Foi na casa de Rafael Caldera que se firmou o Pacto de Ponto Fixo, em 31 de outubro de 1958. Ele o fez como um dos representantes do COPEI. O pacto permitiu uma trégua política nas relações entre AD, URD e COPEI e o compromisso desses partidos em reconhecer os resultados eleitorais de dezembro – ganhasse quem ganhasse, seria constituído um governo nacional de unidade e elaborado um “programa mínimo comum”, mantendo-se as diferenças dentro dos limites da tolerância e do respeito mútuo. O pacto foi idealizado por Rómulo Betancourt, que considerava a incorporação do COPEI uma peça imprescindível para o êxito deste, dada sua posição ideológica de direita, próxima a setores empresariais, à Igreja Católica e às elites andinas desarticuladas. A incorporação do COPEI implicava a exclusão do Partido Comunista da Venezuela (PCV), pois o partido de Caldera, desde a sua fundação, teve natureza confessional e em seus estatutos expressamente se dizia que sua orientação ideológica era incompatível com doutrinas comunistas.

Caldera foi candidato presidencial em 1958 e em 1963, mas apenas em 1968 teve sua primeira oportunidade. A divisão da AD nesse ano abriu o caminho para a vitória do COPEI. Betancourt preferiu sacrificar seu partido, dividindo-o, em vez de permitir que o professor Luis Beltrán Prieto Figueroa, pertencente à ala mais progressista, chegasse ao poder.

O primeiro governo de Caldera (1969-1974) teve importantes vitórias no processo de estabilização e institucionalização da democracia. Isso põe em relevo o progresso crescente de consolidação dos acordos entre os hegemônicos signatários do Ponto Fixo. Ao mesmo tempo, foi uma época de efervescência sociopolítica, com ações reivindicativas do setor operário e greves nas indústrias de base de propriedade do Estado, assim como de uma intensa mobilização estudantil influenciada tanto pela volta à legalidade do PCV, do Movimento de Esquerda Revolucionária (MIR) e da fundação do Movimento ao Socialismo (MAS), como pelo processo de renovação acadêmica. A repressão ao movimento operário e estudantil foi inclemente. Na Siderurgia do Orenoco foram demitidos 514 trabalhadores durante a greve de 1971, e houve intervenção na Universidade Central da Venezuela, fechada entre 1970 e 1971, cujos protestos foram considerados como um prolongamento da luta armada. O governo aprovou uma nova Lei de Universidades, que foi rechaçada pelo setor universitário, desenvolvendo-se uma forte beligerância.

Por sua vez, seu segundo governo (1994-1998) correspondeu ao processo de luta hegemônica e transição a um novo modelo de sociedade.

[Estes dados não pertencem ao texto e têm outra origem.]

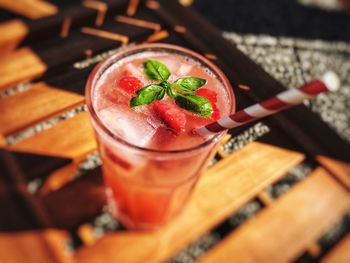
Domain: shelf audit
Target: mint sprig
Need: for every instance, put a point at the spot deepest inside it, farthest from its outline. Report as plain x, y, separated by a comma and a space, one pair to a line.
181, 90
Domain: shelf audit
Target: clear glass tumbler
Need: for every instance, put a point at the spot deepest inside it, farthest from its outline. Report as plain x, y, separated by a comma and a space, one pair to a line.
149, 194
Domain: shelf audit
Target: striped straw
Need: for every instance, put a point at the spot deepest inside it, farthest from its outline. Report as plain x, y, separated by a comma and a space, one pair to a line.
282, 101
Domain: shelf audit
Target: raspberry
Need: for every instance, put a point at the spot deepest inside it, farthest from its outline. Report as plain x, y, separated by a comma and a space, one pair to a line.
130, 84
171, 115
216, 114
211, 96
206, 93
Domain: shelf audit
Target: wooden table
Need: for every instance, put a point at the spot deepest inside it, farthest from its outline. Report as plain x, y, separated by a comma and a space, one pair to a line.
44, 203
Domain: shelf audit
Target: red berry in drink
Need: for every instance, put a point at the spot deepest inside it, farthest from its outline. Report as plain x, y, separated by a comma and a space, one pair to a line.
130, 84
207, 93
216, 114
173, 117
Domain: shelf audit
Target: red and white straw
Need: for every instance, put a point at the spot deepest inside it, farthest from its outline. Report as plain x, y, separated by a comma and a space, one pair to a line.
282, 101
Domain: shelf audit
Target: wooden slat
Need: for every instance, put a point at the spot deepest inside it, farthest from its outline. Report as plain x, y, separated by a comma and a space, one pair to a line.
283, 231
339, 169
40, 102
34, 247
221, 191
33, 9
339, 254
77, 202
12, 32
20, 66
71, 138
59, 178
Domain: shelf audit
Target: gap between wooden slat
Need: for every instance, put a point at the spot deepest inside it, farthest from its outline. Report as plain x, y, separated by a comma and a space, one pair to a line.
33, 9
38, 103
284, 230
340, 170
222, 190
12, 33
19, 66
34, 246
340, 253
72, 138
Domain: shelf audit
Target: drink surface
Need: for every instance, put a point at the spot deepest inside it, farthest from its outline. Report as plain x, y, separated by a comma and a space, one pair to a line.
161, 125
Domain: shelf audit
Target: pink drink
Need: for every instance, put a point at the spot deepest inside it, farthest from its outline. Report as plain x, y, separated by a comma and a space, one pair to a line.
151, 159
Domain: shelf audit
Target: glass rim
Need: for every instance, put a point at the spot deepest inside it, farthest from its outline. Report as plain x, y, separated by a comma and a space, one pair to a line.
94, 76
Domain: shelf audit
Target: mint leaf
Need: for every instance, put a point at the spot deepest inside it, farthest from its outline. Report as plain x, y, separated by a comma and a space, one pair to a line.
155, 70
190, 83
147, 94
169, 89
196, 104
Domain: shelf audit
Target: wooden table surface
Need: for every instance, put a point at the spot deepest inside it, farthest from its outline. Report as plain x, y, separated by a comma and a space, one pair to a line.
50, 201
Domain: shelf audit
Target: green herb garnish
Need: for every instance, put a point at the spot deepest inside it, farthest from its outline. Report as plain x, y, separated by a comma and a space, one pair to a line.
181, 90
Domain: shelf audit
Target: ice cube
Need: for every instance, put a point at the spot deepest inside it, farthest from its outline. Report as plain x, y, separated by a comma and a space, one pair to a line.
130, 125
135, 71
183, 70
178, 68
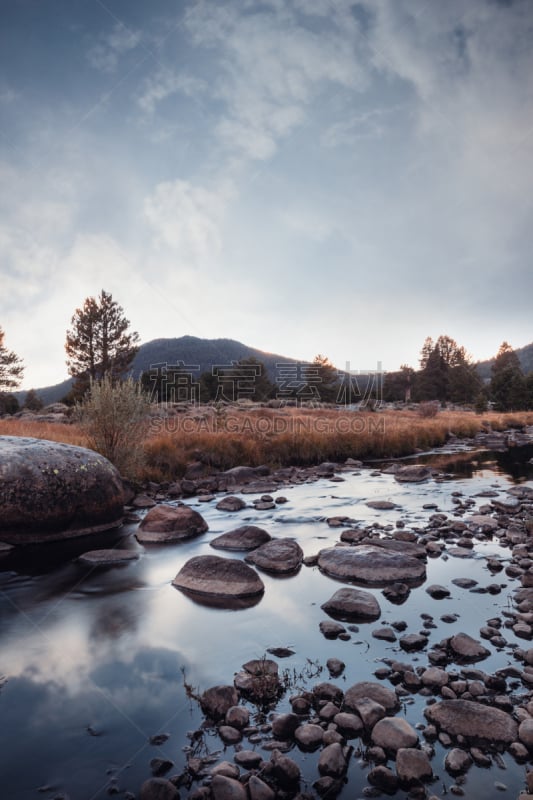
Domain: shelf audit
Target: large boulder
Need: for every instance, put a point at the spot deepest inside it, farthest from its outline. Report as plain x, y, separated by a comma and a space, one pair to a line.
371, 565
354, 605
473, 721
52, 491
213, 576
277, 556
247, 537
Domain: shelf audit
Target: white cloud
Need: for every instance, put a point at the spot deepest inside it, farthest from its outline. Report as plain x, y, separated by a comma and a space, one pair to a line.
104, 55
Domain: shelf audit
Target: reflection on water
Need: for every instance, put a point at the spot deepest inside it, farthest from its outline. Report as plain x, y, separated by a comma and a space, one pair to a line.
95, 660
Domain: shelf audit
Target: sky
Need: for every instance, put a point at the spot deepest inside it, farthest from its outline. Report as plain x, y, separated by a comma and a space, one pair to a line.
305, 176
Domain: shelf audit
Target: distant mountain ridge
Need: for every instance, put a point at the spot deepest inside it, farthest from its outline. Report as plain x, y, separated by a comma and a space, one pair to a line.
193, 352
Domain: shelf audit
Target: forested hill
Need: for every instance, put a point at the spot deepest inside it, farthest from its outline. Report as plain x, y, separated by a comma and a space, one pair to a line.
191, 350
525, 354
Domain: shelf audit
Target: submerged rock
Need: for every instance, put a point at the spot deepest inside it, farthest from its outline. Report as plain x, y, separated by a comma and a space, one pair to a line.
51, 491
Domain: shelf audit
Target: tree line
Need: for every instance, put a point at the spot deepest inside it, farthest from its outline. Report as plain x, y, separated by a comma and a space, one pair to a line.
99, 342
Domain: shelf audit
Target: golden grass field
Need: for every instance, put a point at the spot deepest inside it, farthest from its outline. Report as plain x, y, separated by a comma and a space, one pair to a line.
281, 437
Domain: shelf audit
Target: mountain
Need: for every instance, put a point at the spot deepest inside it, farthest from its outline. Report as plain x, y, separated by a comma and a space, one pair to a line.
525, 354
191, 350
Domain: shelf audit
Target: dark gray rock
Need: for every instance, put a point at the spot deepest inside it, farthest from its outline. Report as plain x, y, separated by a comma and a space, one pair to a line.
353, 605
165, 524
247, 537
51, 491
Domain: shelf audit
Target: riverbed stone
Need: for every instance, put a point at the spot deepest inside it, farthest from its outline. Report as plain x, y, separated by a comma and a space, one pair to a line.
53, 491
247, 537
165, 524
279, 556
375, 691
219, 577
371, 565
353, 605
474, 721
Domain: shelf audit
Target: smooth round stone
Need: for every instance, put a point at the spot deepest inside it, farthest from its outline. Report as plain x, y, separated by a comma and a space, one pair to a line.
52, 491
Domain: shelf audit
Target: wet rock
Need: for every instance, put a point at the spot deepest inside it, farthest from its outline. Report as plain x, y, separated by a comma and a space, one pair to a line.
371, 565
259, 790
279, 556
214, 576
332, 761
165, 523
107, 558
413, 473
216, 701
231, 503
223, 788
247, 537
457, 761
413, 766
474, 721
375, 691
53, 491
467, 649
158, 789
393, 733
309, 736
354, 605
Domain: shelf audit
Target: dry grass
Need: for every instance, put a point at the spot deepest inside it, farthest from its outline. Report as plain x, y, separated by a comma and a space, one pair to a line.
288, 436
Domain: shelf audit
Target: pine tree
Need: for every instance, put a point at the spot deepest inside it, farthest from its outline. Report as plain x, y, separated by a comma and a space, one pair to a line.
508, 388
99, 341
11, 366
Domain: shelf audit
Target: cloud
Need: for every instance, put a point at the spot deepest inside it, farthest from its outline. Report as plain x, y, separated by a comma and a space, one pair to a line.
105, 53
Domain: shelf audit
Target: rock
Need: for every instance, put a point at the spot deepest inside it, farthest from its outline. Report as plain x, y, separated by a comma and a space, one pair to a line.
370, 564
525, 732
158, 789
332, 761
467, 649
284, 725
107, 558
473, 720
285, 770
216, 701
412, 473
375, 691
350, 725
413, 766
437, 592
223, 788
259, 790
457, 761
354, 605
237, 717
309, 736
247, 537
278, 556
52, 491
165, 523
231, 503
214, 576
393, 733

Caldeira chegou à presidência apoiado por um movimento eleitoral fundado por ele mesmo – o Movimento Convergência Nacional –, quando o COPEI­ se opôs a respaldá-lo como candidato presidencial. Foi também o candidato presidencial do MAS e de um grupo de pequenos partidos políticos. Recebeu o voto da maioria do eleitorado, que nessas eleições repudiou o esquema bipartidário vigente desde 1958. Seu governo teve de escapar de numerosas vicissitudes, dentre as quais a crise bancária e financeira de 1994-1995, a mais grave do período. Em 1996, impôs a chamada Agenda Venezuela, um programa de ajuste e reestruturação econômica neoliberal. Suspendeu os militares envolvidos nos golpes de Estado de 1992, entre eles Hugo Chávez. Deu impulso à política neoliberal de abertura petroleira, uma virada radical em relação ao que havia sido a estratégia governamental para o setor, ao menos desde 1943. A guinada contribuiu para a queda abrupta dos preços do barril de petróleo no mercado internacional, em 1998. Essas ações do final de seu mandato levaram a um desencanto do eleitorado por saídas moderadas, o que se mostrou na radicalização das urnas.

Caldera foi, também, catedrático durante quase 25 anos. Fundador da Associação Latino-americana de Sociologia (ALAS) e do Instituto Venezuelano do Direito do Trabalho, tratadista de direito social, membro da Academia de Ciências Jurídicas e da Academia Venezuelana da Língua, recebeu numerosos doutorados honoris causa de universidades nacionais e internacionais. Morreu em 24 de dezembro de 2009, em Caracas.